Background. 3-hydroxy-3-methyl-glutaryl-coenzyme A reductase inhibitors (statins) exhibit antiviral activity against human immunodeficiency virus type 1 (HIV-1) in vitro and may modulate the immune response to HIV infection. Studies evaluating the antiviral activity of statins have yielded conflicting results. Methods.
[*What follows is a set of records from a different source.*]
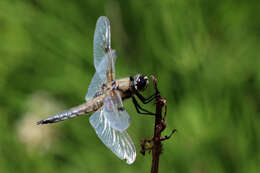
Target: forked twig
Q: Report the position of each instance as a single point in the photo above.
(154, 144)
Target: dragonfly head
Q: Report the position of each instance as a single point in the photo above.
(141, 82)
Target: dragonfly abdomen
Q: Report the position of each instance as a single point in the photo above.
(89, 107)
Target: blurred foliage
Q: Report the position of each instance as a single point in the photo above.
(204, 53)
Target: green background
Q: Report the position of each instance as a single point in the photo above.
(205, 55)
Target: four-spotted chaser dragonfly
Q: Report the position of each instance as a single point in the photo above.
(104, 97)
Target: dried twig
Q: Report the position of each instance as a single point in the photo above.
(154, 144)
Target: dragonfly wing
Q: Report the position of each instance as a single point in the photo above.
(120, 143)
(114, 111)
(95, 86)
(104, 57)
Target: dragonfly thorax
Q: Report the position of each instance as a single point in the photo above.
(140, 82)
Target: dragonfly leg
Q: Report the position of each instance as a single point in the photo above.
(139, 108)
(145, 100)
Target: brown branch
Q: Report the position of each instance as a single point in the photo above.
(159, 126)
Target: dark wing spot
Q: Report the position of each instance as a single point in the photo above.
(121, 109)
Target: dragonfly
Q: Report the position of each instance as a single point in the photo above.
(105, 95)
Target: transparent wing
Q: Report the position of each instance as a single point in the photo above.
(120, 143)
(95, 86)
(114, 111)
(102, 40)
(101, 76)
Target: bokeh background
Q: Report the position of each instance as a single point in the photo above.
(205, 55)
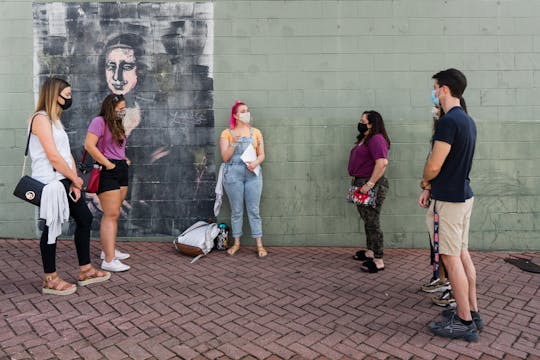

We conducted a randomized, double-blind, placebo-controlled crossover trial to investigate the effect of atorvastatin on HIV-1 RNA (primary objective) and cellular markers of immune activation (secondary objective). HIV-infected individuals not receiving antiretroviral therapy were randomized to receive either 8 weeks of atorvastatin (80 mg) or placebo daily. After a 4-6 week washout phase, participants switched treatment assignments. The study had 80% power to detect a 0.3 log(10) decrease in HIV-1 RNA level. Expression of CD38 and HLA-DR on CD4(+) and CD8(+) T cells was used to measure immune activation. Results. Of 24 randomized participants, 22 completed the study. Although HIV-1 RNA level was unaffected by the intervention (-0.13 log(10) copies/mL; P = .85), atorvastatin use resulted in reductions in circulating proportions of CD4(+) HLA-DR+ (-2.5%; P = .02), CD8(+) HLA-DR+ (-5%; P = .006), and CD8(+) HLA-DR+ CD38(+) T cells (-3%; P = .03). Reductions in immune activation did not correlate with declines in serum levels of low-density lipoprotein cholesterol. Conclusions. Short-term use of atorvastatin was associated with modest but statistically significant reductions in the proportion of activated T lymphocytes.